A group of advocates for homeless residents of Chicago's Uptown neighborhood are blaming the state’s lingering budget impasse for the impending closure of a homeless shelter that's set to shutter just before the holidays.
The group, which consists of homeless residents, community organizers and clergy, claimed the state’s inability to come up with $100,000 to fund the North Side Housing & Supportive Services shelter is directly tied to the ongoing budget stalemate in Springfield, faulting Gov. Bruce Rauner and House Speaker Michael Madigan.
Richard Ducatenzeiler, the shelter's executive director, noted that the decision to close down was made in September after it became clear that funding provided by the state of Illinois through the city of Chicago wouldn't be allocated. In the past few years, the shelter has had a deficit of roughly $100,000 per year.
"We did approach the city in June or July asking for additional funding, which they came back and told us that they did not have even one more dollar to commit in order to continue to operate this program," Ducatenzeiler told Ward Room.
"It's not that the funding actually ran out, it's just that we did not have the sufficient level of funding that we needed to operate the program," he added.
Ducatenzeiler noted that North Side Housing & Supportive Services isn't associated with the group of community activists advocating for the shelter, nor is it associated with a recent GoFundMe page seeking $100,000 to keep the program running.

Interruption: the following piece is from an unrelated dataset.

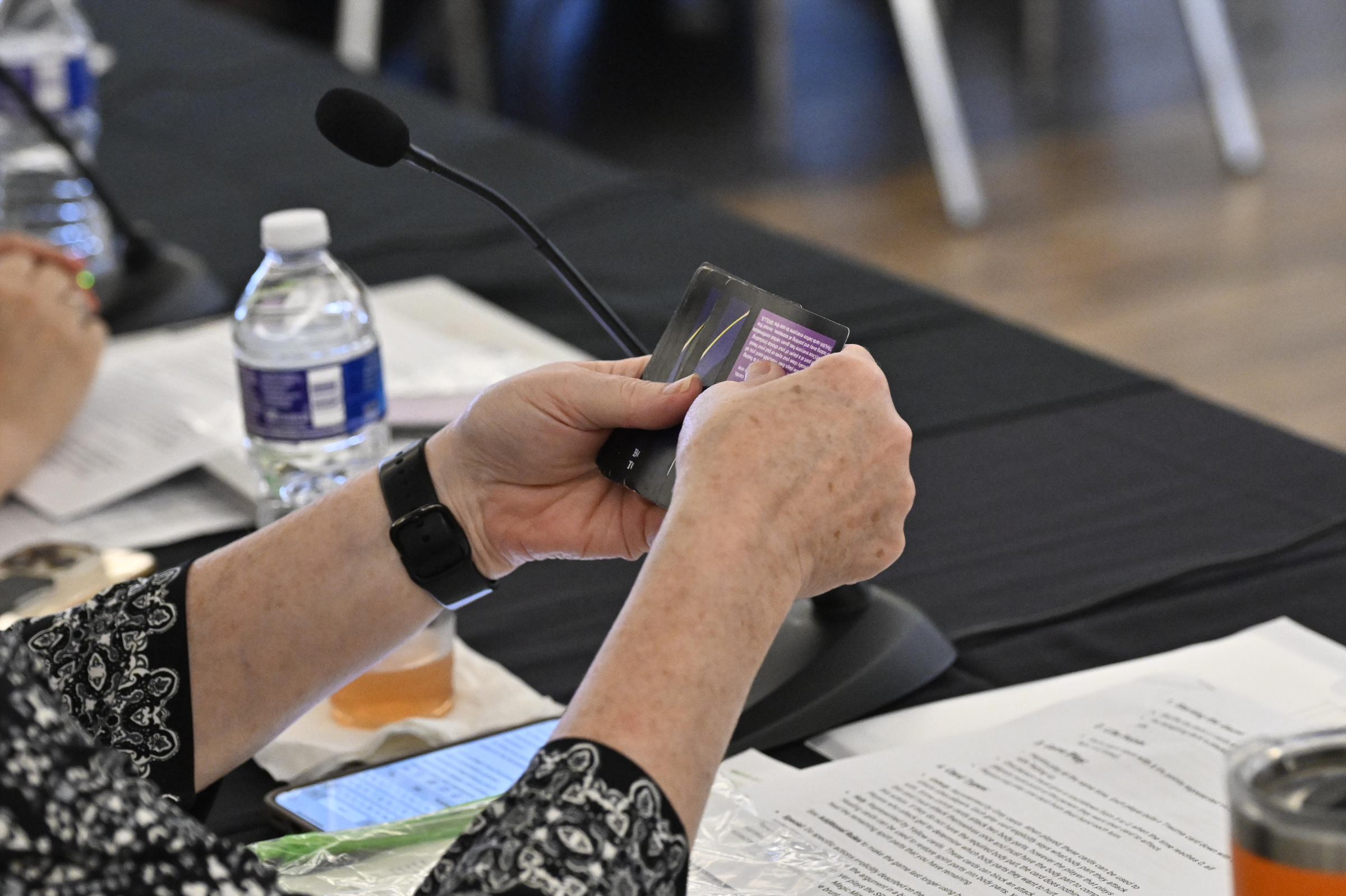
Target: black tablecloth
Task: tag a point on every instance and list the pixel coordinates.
(1053, 486)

With the shelter expected to close before year’s end, advocates warn that the “tent city” set up in viaducts underneath Lake Shore Drive in Uptown will expand beyond capacity during the harsh winter months. The group claimed the spike in population could lead to “a greatly increased threat of disability and death” for homeless Chicagoans.
Still, city officials say that won't be the case.
“When DFSS learned earlier this year that this shelter would close permanently by the end of the year, we acted quickly to ensure a smooth transition for all impacted clients," City Hall said in a statement. "Through our strong network of providers operating shelters citywide, we will ensure each of these clients has access to a safe and warm option for relocation, as well as the services they need to help reestablish permanent housing.”
The city said it began working with the shelter months ago to find alternate placements for the 72 clients. Currently, 6 remain at the facility, officials said.
Rauner's office responded to concerns about the state’s precarious economic situation and the shelter’s funding, faulting Illinois Democrats.
"Unfortunately, due to the Democratic majority's failure to pass a balanced budget, meaningful organizations are being forced to make difficult decisions," Rauner spokeswoman Catherine Kelly said in a statement. "We continue to urge the General Assembly to pass a truly balanced budget with reforms to create jobs, lower property taxes, improve schools and enact term limits."
Rauner has made it clear that he won’t sign another stopgap funding compromise with Democrats unless it features two key elements of his turnaround agenda, term limits and a property tax freeze.